2. Even though the number of clicks made was more by women, the average approved conversions are almost the same for both groups.
3. Even though CTR for men is relatively lower, they have relatively much higher conversion rates. So, clearly, women tend to click more on ads but it's men who enquire about the product later or buy it.

**Age-group:**
1. According to the data, older people have clicked on more ads, but the average approved conversion has exactly the opposite order.
2. There can be many reasons for this. The product that is advertised might be attractive to the older population but of practical use only to relatively younger adults.
3. Interestingly, older people tend to interact more with ads but people from age-group 30-34 and 35-39 are the ones who are more likely to buy the products. These groups can be targeted in the next campaign.

**Money-spent:**
1. There is a strong positive correlation between money spent and impressions. This is expected because more is the money spent more is the number of times it’s seen.
2. There is also a weak correlation between money spent and conversion. This indicates that the campaigns were not optimized enough to ensure a strong positive correlation.

**Interests:**
1. people with interests in the range [100, 114] have interacted the most with the ads and also have relatively higher average approved conversion.
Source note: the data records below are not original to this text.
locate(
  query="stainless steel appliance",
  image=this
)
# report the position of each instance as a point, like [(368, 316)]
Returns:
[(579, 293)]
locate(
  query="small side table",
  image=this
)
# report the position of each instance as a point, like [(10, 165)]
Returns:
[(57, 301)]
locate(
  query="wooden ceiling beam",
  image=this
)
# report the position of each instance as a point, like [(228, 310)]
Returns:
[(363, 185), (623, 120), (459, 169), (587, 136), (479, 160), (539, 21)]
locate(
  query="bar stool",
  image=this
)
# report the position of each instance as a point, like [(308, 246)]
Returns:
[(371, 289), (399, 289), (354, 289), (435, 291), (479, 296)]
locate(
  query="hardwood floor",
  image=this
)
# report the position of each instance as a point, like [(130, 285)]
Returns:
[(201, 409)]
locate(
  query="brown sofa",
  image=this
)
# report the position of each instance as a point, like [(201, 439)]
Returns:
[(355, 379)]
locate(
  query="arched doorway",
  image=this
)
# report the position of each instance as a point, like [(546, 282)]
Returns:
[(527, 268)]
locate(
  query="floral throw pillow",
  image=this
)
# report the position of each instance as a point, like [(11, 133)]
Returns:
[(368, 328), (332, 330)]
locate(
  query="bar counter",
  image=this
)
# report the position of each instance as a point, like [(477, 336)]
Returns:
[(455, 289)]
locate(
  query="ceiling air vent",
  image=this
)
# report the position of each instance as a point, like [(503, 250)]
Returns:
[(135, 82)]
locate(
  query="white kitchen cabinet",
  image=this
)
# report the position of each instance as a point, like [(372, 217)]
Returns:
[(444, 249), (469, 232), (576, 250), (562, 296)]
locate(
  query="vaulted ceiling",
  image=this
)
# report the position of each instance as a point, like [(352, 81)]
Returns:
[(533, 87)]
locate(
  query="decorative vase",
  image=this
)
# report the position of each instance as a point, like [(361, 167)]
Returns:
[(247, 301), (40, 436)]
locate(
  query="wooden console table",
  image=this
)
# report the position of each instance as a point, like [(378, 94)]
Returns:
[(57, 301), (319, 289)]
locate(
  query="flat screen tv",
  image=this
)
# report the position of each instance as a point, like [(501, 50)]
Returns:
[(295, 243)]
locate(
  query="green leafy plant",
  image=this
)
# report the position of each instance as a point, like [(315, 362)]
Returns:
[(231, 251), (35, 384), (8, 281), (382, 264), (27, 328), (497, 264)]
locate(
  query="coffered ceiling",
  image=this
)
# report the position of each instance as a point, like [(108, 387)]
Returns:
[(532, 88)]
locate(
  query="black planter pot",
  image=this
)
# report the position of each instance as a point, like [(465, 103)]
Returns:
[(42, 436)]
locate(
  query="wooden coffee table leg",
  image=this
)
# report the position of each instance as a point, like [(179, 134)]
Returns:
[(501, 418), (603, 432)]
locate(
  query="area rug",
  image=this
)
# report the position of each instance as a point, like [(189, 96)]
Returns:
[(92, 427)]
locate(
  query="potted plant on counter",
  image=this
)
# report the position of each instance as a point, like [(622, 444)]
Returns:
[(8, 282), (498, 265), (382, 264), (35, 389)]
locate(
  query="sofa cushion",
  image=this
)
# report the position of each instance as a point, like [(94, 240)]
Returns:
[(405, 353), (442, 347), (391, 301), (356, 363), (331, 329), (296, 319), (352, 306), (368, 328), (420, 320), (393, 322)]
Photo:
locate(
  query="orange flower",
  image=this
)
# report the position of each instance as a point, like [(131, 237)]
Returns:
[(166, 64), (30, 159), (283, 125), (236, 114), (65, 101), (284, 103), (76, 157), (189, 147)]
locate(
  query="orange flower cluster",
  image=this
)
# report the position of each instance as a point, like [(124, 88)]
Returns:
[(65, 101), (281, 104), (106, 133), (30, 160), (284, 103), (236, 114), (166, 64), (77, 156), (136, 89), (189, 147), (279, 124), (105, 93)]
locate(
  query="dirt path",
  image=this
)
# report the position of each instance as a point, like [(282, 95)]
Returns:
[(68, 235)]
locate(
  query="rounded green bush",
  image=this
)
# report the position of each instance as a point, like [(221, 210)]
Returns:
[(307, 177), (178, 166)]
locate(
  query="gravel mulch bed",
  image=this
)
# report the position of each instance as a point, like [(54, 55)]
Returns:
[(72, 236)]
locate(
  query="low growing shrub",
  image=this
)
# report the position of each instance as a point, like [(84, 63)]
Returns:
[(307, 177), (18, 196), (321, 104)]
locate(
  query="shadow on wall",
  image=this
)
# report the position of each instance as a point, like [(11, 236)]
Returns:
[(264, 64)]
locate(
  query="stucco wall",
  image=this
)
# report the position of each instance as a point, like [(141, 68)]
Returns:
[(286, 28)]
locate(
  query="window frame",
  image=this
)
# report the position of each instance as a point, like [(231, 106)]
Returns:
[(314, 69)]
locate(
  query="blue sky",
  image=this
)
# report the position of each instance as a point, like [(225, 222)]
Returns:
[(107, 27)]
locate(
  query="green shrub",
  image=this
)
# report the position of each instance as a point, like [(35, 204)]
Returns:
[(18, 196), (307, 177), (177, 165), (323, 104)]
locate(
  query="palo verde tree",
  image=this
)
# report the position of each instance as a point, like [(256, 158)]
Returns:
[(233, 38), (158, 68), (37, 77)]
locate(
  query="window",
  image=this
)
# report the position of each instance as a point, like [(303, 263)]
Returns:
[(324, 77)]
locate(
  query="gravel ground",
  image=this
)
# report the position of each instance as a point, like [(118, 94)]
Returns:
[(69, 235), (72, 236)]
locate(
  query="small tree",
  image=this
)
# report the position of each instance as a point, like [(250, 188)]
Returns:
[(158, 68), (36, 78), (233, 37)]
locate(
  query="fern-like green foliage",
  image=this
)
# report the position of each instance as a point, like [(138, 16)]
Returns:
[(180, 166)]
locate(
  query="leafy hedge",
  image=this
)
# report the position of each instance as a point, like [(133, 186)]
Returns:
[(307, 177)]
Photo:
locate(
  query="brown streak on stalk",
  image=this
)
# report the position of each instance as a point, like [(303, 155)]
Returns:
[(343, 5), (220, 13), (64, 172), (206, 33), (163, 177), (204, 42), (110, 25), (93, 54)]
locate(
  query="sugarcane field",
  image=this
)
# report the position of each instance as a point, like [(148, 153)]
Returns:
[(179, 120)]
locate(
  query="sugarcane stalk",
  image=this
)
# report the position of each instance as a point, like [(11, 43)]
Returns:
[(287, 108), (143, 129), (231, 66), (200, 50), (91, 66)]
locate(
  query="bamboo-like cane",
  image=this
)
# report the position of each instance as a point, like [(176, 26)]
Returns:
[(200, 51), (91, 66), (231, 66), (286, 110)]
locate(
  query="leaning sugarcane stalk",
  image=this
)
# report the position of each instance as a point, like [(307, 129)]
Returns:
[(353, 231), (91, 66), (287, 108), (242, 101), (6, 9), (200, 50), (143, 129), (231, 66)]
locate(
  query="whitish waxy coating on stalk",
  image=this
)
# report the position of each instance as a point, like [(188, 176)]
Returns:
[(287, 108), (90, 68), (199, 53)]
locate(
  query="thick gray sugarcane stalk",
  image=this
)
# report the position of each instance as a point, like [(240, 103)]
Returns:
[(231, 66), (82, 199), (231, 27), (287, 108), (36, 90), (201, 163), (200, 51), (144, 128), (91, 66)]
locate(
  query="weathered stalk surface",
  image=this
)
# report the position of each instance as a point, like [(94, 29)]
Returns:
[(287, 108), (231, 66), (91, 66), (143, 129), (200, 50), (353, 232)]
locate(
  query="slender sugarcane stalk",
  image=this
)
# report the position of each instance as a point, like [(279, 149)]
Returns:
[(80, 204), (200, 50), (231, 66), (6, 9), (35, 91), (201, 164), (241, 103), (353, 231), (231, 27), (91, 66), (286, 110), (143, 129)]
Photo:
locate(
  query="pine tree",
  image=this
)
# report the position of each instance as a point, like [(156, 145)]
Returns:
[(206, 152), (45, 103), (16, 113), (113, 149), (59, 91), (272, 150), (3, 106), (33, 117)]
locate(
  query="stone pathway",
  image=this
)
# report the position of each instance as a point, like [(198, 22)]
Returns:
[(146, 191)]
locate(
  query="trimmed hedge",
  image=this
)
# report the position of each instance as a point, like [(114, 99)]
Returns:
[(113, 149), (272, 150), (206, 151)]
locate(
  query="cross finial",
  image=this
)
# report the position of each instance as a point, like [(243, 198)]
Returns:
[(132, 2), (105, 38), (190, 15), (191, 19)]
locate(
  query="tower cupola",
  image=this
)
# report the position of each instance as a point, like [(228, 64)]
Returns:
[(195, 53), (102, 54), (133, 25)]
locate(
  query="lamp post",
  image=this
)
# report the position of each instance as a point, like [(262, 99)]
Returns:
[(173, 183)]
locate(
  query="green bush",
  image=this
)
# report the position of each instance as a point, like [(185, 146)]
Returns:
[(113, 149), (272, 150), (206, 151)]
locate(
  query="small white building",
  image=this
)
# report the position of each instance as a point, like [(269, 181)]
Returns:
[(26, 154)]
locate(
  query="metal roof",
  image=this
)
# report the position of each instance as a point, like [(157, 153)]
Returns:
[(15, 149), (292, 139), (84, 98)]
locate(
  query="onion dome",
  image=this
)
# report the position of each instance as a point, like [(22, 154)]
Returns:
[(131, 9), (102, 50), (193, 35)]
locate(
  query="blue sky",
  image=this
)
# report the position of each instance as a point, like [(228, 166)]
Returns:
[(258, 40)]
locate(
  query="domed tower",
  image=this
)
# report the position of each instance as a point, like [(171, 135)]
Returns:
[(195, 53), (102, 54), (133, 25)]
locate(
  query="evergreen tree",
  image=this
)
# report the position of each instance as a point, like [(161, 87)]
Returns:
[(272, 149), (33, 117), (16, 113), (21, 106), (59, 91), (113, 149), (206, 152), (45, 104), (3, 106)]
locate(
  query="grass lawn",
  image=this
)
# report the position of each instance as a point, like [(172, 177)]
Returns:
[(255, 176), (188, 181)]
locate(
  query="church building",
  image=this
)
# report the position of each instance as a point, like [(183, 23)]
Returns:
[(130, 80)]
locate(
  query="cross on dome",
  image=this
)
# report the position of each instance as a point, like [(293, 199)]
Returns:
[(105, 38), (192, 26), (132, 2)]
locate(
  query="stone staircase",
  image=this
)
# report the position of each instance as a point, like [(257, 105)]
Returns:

These people with these interests can be targeted more.
2. The average conversion count was more for interest codes in the range [100, 114] possibly because these were the most reached groups in previous campaigns. However, conversion rate of of people with interest codes, {2,21,31,36,65,101,102} is the highest. People with these interests should be targeted in the next campaign.

**Other insights and Recommendations:**
1. In age-group 30-34 and 35-39 specifically, men tend to enquire and buy more. This is true for all age-groups. Men in these age-groups should be targeted.
2. It is observed that females have more CTR in all three campaigns but men have more conversion rates. Younger males specifically are more likely to convert than others. The next campaign should be more focused on men.